APPLIANCES: About 15% of a home’s energy use

#1 REFRIGERATOR/ FREEZER

Keeping refrigerator and freezer coils clean will prevent the heat exchanger from having to work harder and using more energy than it would otherwise. You can use a refrigerator coil brush to clean the coils monthly if they are exposed (usually on the back or underneath the refrigerator). Regular cleaning also helps avoid costly repairs, prevent food loss, and maintain appropriate inside temperatures.

Check the refrigerator and freezer doors to make sure they remain sealed so that cold air does not escape. You can test the seal by sticking a dollar bill between the refrigerator and its door. If you can pull the dollar bill out with no tugging, then the seals on the door need to be replaced. Avoid opening the refrigerator and freezer doors unnecessarily, or standing with it open for long periods of time. The ideal temperatures for a refrigerator is 36F and for a freezer is 5F.

If you need a new refrigerator or can get an upgrade, purchase a high-efficiency model. Because you can now find highly efficient refrigerators and freezers in the same price range as average ones, there is no upfront cost barrier preventing you from saving thousands of dollars over the lifetime of the refrigerator/ freezer. While Energy Star labels indicate high energy efficiency, it is still worth comparing the actual energy savings of different models. Even within Energy Star labeled products, some models use much less energy than others. If you have recently gotten a new energy efficient refrigerator/ freezer, do not keep your old one operating in the basement or garage as a secondary unit – doing so will just add more energy use. It sounds silly, but many people do it.

If you have a many items in the wintertime that are okay to freeze solid, consider storing them in a safe and secure place in the outside air (make sure animals can’t break in). The great outdoors will keep items frozen for a few months out of the year – just make sure you are ready for the thaws. For those with the space/ capacity, root cellars in basements work great for storing many bulk items.

#2 DRYERS
You can avoid using a dryer at all by hanging clothes on a clothes line outside or on an indoor rack. This saves energy, and as a bonus for renters it can also reduce costs from coin-operated driers. If you are running a dryer:

  • Keep the lint traps clean to use less energy and reduce drying time.
  • Clean the tube that runs from the dryer to the wall twice a year.
  •  Use moisture sensor settings (if you have them) in order to avoid over-drying clothes.
  • Reduce the need for drying time by using a final spin cycle in the washer, which shakes out your clothes, or by letting them dry in the open air for a short time.
  • It is best to keep the dryer in a warm, dry area (insulate around it instead of adding in more energy-using heaters) so that it would not have to work as hard.
  • Dry full washer loads, but without over-packing the dryer. Drying too few clothes at a time wastes energy but drying too many clothes at once makes the dryer work harder than it needs to.

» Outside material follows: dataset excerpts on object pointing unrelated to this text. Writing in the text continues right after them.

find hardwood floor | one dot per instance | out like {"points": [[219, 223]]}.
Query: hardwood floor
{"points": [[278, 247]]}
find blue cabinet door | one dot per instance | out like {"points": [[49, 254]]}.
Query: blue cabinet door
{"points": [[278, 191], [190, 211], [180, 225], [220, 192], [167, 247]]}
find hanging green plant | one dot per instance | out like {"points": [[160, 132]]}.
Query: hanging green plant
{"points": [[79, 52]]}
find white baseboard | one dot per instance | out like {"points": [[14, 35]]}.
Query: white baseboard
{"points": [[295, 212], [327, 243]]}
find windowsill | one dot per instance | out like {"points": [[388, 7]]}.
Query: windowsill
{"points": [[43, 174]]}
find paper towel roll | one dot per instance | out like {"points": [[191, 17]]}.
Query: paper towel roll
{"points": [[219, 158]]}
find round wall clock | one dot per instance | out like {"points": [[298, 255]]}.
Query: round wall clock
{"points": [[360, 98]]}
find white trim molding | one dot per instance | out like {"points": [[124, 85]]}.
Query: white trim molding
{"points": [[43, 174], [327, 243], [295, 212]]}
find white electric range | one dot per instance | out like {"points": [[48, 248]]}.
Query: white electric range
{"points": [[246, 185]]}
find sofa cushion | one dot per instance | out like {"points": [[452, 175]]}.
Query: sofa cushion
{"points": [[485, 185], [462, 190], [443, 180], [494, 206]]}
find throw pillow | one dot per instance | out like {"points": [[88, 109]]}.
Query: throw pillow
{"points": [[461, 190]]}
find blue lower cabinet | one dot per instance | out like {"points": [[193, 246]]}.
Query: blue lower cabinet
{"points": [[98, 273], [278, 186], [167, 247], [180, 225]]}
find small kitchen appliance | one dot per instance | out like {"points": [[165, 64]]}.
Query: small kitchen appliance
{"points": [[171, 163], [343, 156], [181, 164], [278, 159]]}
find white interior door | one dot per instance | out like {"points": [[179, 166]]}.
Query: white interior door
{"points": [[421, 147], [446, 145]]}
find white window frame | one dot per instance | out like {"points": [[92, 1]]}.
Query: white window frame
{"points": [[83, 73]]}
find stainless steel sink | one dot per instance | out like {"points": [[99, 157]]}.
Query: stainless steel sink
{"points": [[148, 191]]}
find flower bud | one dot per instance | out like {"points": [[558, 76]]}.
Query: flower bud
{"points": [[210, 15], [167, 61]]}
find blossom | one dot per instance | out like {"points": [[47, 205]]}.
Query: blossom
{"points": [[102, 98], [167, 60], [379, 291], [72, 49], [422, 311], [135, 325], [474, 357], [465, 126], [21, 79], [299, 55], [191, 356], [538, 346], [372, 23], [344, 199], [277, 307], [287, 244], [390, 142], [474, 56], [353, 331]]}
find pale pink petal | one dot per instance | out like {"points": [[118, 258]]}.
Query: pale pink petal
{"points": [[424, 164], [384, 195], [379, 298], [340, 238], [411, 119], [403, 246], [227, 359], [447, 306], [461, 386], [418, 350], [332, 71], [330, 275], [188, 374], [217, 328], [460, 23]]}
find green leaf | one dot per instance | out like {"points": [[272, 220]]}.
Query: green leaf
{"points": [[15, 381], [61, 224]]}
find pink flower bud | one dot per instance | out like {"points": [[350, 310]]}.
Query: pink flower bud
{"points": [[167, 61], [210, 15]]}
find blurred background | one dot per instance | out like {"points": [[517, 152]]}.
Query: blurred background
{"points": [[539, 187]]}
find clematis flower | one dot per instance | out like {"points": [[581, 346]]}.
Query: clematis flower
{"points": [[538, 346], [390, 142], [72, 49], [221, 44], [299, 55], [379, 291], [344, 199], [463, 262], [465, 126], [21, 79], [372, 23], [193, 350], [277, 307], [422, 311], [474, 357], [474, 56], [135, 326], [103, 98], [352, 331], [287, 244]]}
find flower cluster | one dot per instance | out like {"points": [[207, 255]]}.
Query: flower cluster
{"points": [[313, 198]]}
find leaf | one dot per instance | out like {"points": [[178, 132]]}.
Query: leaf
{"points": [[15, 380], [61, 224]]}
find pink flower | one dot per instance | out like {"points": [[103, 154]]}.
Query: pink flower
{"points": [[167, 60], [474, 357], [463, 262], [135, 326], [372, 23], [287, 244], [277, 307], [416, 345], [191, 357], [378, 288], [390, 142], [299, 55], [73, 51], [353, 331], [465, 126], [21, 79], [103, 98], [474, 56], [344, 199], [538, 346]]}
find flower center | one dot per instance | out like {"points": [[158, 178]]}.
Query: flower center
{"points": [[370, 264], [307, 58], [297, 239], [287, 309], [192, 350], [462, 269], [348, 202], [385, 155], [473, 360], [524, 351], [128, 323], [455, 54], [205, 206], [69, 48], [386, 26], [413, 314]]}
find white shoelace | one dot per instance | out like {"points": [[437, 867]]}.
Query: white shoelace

Note: Washers use much less electrical/gas energy than dryers, but they do take energy, especially when hot water is used. Using cold water for washing works just as well except for very dirty loads, and uses much less energy.

#3 STOVES/ COOKING

Here’s some simple tips for energy efficient cooking:

  • Cook with the lid on the pan/ pot when using the stove and use the smallest pan you can for the cooking you are doing.
  • Have multiple items in the oven at once rather than heating one item after another. Also preheat the oven only when necessary as preheating is most important for baked goods and meat that needs an even temperature. Open the oven door as little as possible during the time oven is on or else it will lose around 30F when you open the door, which means the oven has to work harder to get back to the same temperature. (according to http://michaelbluejay.com/electricity/cooking.html
  • Keep your burners clean and clean up the carbon build up around the pilot light/ ignition to require less gas to be burned. If the flame on the stove top is yellow rather than blue it is in need of maintenance. It signifies incomplete combustion with harmful gasses being released into the kitchen.
  • If you are getting a new stove use electric ignition stoves because stoves with pilot lights use as much as 40% more gas. (According to http://michaelbluejay.com/electricity/cooking.html)
  • Smaller cooking devices like microwave ovens and toaster ovens use much less overall energy than full sized ovens, but remember to unplug them when not in use. If you are cooking enough food to fill more than half of the full sized oven, then that becomes the more efficient choice.

#4 LANDSCAPE MAINTENANCE

If you can, use a push mower or and shovel your own snow instead of using powered devices to maintain the landscape. You can also replace your lawn with low-maintenance native plantings to make this much easier. Natural landscaping is also more ecologically friendly and improves water quality, and doing the work oneself helps maintain personal fitness.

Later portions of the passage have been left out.